As Large Language Models (LLMs) continue to advance rapidly, ensuring their outputs are accurate and reliable becomes increasingly crucial. Providing effective feedback and scalable oversight on these powerful models is a significant challenge. One promising solution is leveraging LLMs themselves as “critique models” to automate this supervision process.

However, current LLM critics often provide critiques that are superficial, focusing only on the surface level of reasoning steps. This can lead to inaccurate judgments and fail to provide the detailed feedback necessary for the LLM generator to understand and correct its mistakes.

This is where DeepCritic comes in.

What is DeepCritic?

DeepCritic was created to improve Large Language Models’ ability for critique, especially in complex fields like logic and mathematics. Its main goal is to give LLM critics the ability to purposefully analyze every stage of a solution’s explanation. To ensure accuracy and depth, this involves not just reviewing the step but also performing multi-perspective verifications and even meta-critiquing the original critique.

By encouraging this methodical approach, DeepCritic generates critics that are better at spotting mistakes and offer more detailed, insightful comments to help LLM get better.

How does it work?

First, we use a really powerful LLM to create examples of good, detailed critiques. Imagine this LLM looks at a math problem and its step-by-step solution. For each step, it writes a critique. But it doesn’t stop there! It then takes that first critique and critiques. It might check the step in a different way or point out if the first critique missed something. These two critiques (the first one and the critique of the first one) are then combined into one really thorough, “long-form” critique for that step. They do this for thousands of problems and solutions to build a special dataset. They then use this dataset to train a LLM. This instructs the intended LLM on how to produce these careful, purposeful criticisms on its own.

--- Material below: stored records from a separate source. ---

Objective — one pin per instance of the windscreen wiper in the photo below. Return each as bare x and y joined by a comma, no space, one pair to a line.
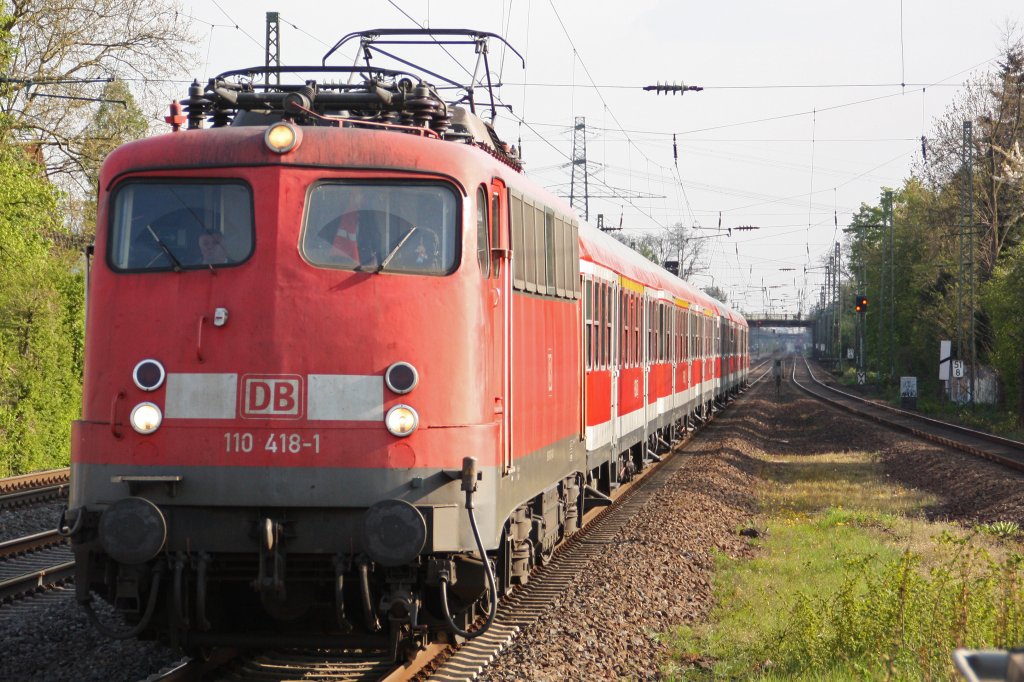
394,251
175,263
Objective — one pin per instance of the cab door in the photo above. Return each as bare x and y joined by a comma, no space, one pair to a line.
501,278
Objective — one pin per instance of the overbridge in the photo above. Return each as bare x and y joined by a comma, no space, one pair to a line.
784,320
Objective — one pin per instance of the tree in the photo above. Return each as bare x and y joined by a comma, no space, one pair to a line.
62,55
41,311
674,244
1001,297
40,321
994,104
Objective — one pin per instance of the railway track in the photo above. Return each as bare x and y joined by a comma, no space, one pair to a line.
34,563
34,487
528,602
336,665
1003,451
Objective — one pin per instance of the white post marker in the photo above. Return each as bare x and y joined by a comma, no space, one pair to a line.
945,350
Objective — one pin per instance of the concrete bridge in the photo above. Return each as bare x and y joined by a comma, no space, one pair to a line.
784,320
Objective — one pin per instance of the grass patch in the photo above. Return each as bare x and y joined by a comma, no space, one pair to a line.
852,584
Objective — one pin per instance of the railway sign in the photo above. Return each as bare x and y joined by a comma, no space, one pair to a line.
945,348
908,391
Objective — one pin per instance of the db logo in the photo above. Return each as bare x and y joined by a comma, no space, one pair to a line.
271,396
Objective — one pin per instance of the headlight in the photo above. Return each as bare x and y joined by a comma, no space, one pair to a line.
145,418
282,137
148,375
401,420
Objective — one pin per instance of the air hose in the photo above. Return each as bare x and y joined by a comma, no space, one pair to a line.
140,626
469,485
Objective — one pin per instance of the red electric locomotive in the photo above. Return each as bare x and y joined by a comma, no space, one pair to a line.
339,348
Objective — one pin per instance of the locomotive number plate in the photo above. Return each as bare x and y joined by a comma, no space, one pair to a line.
279,443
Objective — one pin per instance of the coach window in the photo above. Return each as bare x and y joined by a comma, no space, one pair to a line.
408,227
599,288
560,257
170,224
624,323
608,309
541,250
529,242
482,249
588,321
496,231
549,251
518,242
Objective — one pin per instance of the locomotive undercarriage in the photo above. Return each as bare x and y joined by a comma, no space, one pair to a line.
269,595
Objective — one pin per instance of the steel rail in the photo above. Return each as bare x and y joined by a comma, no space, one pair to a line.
34,581
1012,455
34,487
32,543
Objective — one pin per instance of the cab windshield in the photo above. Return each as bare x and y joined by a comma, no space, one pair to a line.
381,227
180,225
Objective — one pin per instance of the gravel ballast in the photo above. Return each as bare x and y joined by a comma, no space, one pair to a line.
656,574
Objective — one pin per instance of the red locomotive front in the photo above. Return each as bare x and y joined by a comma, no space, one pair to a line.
344,381
284,355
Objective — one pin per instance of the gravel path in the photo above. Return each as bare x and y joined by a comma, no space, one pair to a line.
23,521
659,573
49,639
656,576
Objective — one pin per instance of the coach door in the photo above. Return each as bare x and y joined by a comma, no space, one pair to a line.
502,315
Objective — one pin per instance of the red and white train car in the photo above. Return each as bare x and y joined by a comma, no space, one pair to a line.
301,323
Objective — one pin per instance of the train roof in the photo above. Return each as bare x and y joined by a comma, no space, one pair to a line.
600,248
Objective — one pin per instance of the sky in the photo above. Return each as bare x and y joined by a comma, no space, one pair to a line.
809,108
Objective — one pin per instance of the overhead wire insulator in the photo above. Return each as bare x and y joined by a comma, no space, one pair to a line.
672,88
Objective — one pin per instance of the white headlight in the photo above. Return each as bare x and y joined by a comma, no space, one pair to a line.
401,420
282,137
145,418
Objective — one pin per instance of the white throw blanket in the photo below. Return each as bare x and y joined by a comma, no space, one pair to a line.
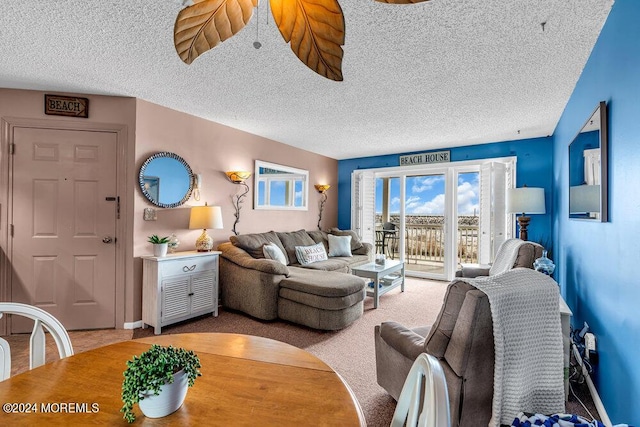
529,374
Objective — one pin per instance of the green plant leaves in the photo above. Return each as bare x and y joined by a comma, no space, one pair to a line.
151,370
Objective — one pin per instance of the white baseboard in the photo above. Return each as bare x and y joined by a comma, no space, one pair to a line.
597,402
133,325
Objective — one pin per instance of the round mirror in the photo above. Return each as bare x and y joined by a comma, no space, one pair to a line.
166,180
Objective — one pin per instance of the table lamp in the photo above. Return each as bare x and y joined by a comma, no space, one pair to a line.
205,217
525,200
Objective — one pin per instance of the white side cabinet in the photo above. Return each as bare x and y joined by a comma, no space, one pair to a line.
179,286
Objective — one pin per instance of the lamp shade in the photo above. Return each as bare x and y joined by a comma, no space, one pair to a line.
528,200
584,199
238,177
205,217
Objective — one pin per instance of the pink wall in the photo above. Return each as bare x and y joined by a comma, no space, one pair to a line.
209,148
21,105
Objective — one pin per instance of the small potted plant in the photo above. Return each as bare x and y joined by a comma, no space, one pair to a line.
157,381
160,245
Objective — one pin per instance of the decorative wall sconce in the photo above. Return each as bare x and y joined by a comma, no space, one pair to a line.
322,189
238,177
197,185
205,217
525,200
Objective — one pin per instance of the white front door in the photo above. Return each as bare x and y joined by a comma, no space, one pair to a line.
64,218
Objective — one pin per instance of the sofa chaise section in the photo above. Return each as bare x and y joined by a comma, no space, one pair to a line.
321,295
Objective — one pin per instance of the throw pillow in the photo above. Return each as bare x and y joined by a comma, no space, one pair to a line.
272,251
339,245
309,254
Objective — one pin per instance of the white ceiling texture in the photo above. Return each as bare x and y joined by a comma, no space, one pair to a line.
442,73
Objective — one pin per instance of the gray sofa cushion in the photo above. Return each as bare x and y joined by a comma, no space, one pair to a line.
320,237
325,303
327,284
292,239
438,339
253,243
331,264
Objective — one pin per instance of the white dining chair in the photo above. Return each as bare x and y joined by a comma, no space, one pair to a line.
424,399
41,318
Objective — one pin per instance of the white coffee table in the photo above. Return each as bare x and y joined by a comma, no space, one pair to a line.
376,272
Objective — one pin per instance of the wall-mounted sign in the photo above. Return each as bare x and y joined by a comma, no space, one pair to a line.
425,158
56,105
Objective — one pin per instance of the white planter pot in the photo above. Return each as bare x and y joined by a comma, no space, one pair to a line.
169,400
160,249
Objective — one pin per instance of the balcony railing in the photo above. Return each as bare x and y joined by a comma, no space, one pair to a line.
424,242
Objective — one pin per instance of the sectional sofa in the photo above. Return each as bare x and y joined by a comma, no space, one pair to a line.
318,293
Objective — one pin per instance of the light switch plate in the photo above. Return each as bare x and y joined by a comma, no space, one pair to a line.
150,214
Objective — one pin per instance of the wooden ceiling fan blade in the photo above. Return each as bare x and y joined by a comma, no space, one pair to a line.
315,29
207,23
401,1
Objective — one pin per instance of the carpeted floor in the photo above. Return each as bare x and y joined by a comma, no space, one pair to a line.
349,351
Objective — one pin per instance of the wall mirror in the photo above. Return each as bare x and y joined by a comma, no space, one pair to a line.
280,187
588,169
166,180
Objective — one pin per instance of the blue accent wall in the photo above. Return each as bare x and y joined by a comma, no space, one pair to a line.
598,262
534,168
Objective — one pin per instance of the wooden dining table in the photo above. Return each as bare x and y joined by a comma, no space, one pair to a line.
246,381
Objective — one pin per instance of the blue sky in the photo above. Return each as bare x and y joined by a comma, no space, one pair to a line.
425,194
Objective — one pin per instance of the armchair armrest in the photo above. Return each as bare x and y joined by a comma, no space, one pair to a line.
473,270
407,342
242,258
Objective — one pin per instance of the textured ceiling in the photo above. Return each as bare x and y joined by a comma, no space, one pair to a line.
437,74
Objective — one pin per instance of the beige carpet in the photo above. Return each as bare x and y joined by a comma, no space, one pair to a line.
349,351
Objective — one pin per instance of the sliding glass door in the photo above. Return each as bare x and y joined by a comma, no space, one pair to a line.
431,217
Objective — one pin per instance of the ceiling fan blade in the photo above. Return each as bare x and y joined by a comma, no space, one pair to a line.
401,1
207,23
315,29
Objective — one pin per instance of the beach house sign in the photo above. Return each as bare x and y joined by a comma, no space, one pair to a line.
425,158
58,105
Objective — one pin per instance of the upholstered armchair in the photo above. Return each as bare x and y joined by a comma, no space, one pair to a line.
461,338
478,369
512,253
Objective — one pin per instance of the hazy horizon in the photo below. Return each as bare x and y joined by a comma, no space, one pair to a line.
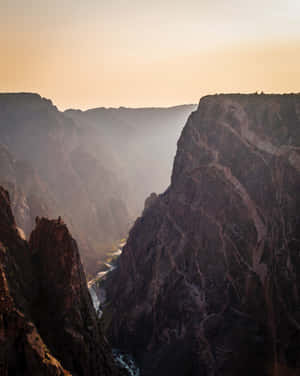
141,54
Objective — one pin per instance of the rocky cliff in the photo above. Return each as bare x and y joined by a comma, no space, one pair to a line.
210,275
94,168
48,325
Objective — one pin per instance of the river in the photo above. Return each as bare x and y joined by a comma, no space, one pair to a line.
122,359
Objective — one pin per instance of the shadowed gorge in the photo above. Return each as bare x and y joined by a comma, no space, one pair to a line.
210,273
93,168
48,325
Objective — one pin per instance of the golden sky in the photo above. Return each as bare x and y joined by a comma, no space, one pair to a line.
88,53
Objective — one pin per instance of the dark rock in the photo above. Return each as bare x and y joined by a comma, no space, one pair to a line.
48,325
210,275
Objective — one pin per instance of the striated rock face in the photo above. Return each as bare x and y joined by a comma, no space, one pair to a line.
210,275
48,325
94,168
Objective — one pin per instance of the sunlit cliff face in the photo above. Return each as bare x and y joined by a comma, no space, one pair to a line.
140,53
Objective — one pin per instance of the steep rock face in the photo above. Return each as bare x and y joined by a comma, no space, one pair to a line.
39,136
63,301
94,168
43,295
29,195
210,275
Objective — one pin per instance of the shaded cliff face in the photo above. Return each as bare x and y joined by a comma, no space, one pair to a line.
139,144
210,275
48,325
94,168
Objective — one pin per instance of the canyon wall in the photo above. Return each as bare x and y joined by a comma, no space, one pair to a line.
210,275
93,168
48,325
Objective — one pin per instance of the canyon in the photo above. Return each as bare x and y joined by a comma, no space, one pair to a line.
208,282
93,168
48,325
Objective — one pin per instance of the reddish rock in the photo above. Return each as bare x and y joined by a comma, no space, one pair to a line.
209,280
48,325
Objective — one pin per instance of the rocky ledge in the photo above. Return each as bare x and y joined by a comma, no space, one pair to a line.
210,275
48,325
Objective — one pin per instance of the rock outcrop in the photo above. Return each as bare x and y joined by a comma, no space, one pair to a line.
48,325
94,168
210,275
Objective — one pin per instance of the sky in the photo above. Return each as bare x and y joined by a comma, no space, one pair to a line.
91,53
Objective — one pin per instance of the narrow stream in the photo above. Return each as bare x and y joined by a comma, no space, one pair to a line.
123,360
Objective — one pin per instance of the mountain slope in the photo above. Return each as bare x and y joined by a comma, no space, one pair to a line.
48,325
210,275
93,168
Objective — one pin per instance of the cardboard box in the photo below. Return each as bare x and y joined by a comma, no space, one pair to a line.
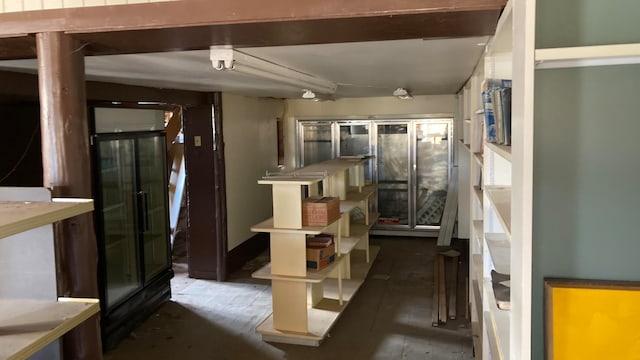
318,259
318,211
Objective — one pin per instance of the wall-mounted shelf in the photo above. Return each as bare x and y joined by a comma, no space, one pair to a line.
500,198
32,317
582,56
502,150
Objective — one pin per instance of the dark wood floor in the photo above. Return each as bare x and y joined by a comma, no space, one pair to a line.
390,317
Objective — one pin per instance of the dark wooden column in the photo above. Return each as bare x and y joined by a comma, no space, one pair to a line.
206,238
67,172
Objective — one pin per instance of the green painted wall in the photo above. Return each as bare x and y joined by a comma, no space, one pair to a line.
586,211
562,23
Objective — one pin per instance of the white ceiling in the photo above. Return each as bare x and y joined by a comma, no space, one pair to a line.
363,69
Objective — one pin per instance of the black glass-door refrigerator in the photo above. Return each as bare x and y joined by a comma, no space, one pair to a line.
131,197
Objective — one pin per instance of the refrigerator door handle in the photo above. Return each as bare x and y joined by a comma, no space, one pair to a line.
143,204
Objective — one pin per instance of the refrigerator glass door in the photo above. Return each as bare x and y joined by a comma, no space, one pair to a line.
432,171
118,198
317,143
152,197
354,140
392,170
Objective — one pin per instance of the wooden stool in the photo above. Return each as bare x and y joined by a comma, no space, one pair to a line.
442,286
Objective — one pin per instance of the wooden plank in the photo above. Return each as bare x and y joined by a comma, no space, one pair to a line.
18,216
453,293
450,211
29,325
442,291
436,294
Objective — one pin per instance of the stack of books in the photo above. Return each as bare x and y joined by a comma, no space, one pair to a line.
496,102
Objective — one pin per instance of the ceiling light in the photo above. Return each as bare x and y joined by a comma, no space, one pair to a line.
308,94
226,58
402,93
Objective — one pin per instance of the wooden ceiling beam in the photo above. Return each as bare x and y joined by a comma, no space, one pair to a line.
197,24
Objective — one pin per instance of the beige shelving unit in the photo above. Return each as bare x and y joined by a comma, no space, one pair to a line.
31,315
306,303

After the LLM learns how to critique, we use a technique called Reinforcement Learning (RL) to make it even better and more accurate. At this point, the model is rewarded when it correctly determines whether a solution step is proper or wrong. Data that has already been classified as correct or incorrect by humans or data that has been automatically labeled can be used for this training. In automatic labeling, another LLM attempts many approaches to complete a solution from a given point to determine whether it arrives at the correct answer. By encouraging the critic model to enhance its purposeful checking procedure, this RL step helps it make fewer incorrect judgments.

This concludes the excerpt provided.